Pero el problema de México es mayor a la insolvencia de su gobierno. Es una cruda combinación de factores largamente incubados. Nuestra transición abrió cauces para la pluralidad, creó marcos de competencia y una dinámica razonable de contrapesos y controles sobre el poder. Estructuró las plataformas para decidir sobre la autoridad política. Pero no derivó en una institucionalidad funcional para generar bienes públicos en una sociedad abierta. Paradójicamente, en los casi 20 años de democracia se ha fermentado el desafecto social sobre la política, los partidos, los políticos y, en buena medida, por todo lo que suene o huela a “Estado”. El proceso de apertura política y el basamento de legitimación democrática no rompió con lo que Roger Bartra denominó como “la actitud contracultural” post1968: el Estado como patrimonio de una clase dominante, la política como escenario de una lucha entre los poderosos y los desposeídos, la revolución como motor del cambio social, la rebeldía como cualidad crítica. El régimen democrático que se instauró a finales de la década de los noventa prescindió de espacios para canalizar y pacificar las tensiones sociales. Enfocada en las rutinas de acceso al poder, la transición mexicana olvidó tejer una red de mediaciones que capture el descontento, aísle las causas de los conflictos y legitime las decisiones sobre la convivencia. El problema de México es que se ha abierto una evidente brecha entre la política y lo cívico. La política no es la actividad consensual y pacífica para resolver la vida en común, sino el reino de la impunidad, de los privilegios, de los intereses de unos cuantos. La democratización mexicana ha fallado en el propósito de edificar un Estado no sólo legítimo por su procedencia electoral, sino por su capacidad para ordenar efectivamente las relaciones sociales. Un Estado que ostente el monopolio de la fuerza y la amenaza creíble de las consecuencias. Un Estado bajo la razón del derecho. Un Estado que reivindique el valor de lo público.
El gobierno debe resolver su incapacidad de gestión. Replantear sus prioridades, definir una agenda más allá de las reformas estructurales, sacudirse de la inercia del círculo inmediato de lealtades, renovar su integración para recuperar interlocución y cierta dosis de credibilidad. Debe reconocer que el país no se puede gobernar con un pequeño grupo de incondicionales. Pero las soluciones de largo plazo son mucho más profundas. El reto del momento mexicano es crear capacidades institucionales. Definir el modelo de Estado democrático para las próximas décadas. No basta con la foto de un gran acuerdo nacional que borda en los lugares comunes y acaba en un nuevo episodio de buenas intenciones.
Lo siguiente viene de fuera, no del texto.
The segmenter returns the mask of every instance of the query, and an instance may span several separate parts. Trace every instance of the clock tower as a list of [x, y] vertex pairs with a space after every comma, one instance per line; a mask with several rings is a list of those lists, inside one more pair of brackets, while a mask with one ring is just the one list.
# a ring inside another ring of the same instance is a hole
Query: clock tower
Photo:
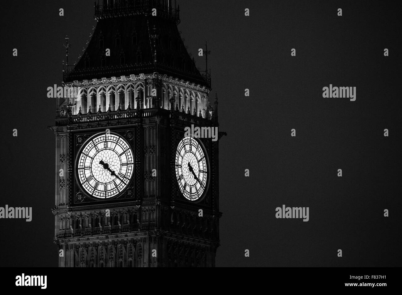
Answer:
[[175, 1], [94, 7], [88, 47], [63, 71], [76, 95], [57, 99], [50, 127], [59, 266], [214, 267], [226, 134], [185, 133], [217, 129], [210, 76], [186, 49]]

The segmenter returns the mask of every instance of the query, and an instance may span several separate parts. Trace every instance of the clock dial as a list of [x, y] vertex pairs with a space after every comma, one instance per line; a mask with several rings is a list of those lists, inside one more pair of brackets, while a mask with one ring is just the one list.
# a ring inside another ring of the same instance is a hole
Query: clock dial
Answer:
[[121, 136], [102, 133], [88, 140], [77, 160], [77, 175], [90, 195], [107, 199], [119, 194], [133, 173], [133, 151]]
[[185, 137], [176, 151], [177, 183], [183, 195], [191, 201], [201, 197], [208, 179], [207, 160], [201, 144], [193, 138]]

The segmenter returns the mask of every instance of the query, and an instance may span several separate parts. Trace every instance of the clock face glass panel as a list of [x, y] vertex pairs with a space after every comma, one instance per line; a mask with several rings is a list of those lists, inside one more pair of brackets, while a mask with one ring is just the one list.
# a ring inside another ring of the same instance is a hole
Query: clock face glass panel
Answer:
[[128, 185], [133, 173], [133, 157], [122, 137], [103, 133], [86, 142], [77, 161], [77, 177], [90, 195], [107, 199]]
[[203, 195], [207, 184], [207, 159], [199, 142], [185, 137], [179, 142], [176, 154], [176, 175], [179, 187], [187, 199], [196, 201]]

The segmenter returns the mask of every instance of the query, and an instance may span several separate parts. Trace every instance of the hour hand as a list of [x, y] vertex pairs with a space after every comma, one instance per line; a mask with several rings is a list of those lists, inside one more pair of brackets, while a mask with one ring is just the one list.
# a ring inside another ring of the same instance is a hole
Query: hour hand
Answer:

Tampoco esa ingenua idea de que reencontraremos el rumbo perdido del país desde una “comisión de Estado” que supla el “consejo rector del Pacto por México”, o peor aún, que reúna periódicamente a un puñado de ilustres para formular propuestas que terminarán guardadas bajo el candado de las inercias. Debemos empezar por hacer cumplir la ley, por renovar las instituciones que no funcionan, por fortalecer las que son funcionales. El Ejecutivo tiene capacidad de iniciativa y, espero, diagnósticos sobre los problemas del país. Tiene palancas para provocar que el Congreso y las autoridades políticas locales concurran a las políticas públicas que son necesarias para enfrentar los males nacionales. Presentar las iniciativas y provocar que se voten, exigir que las obligaciones se cumplan y demandar la rendición de cuentas, evidenciar la negligencia o la falta de cooperación de otros aunque sean del propio partido, remediar las disfuncionalidades del aparato gubernativo. Invertir, en suma, todo el capital político disponible para encauzar la energía social en un sentido socialmente útil.
La nuestra es una crisis de Estado. Una crisis gestada por ausencias pero, también, por excesos de presencia. Edificar un sólido Estado de derecho pasa necesariamente por definir sus funciones y límites. Los espacios donde debe estar y en los que no. Un Estado fuerte no es un Estado omnipresente, asfixiante, autoritario o represor. Es simplemente un orden eficaz, previsible y estable para las relaciones sociales. El orden impersonal de la ley democráticamente deliberada y votada.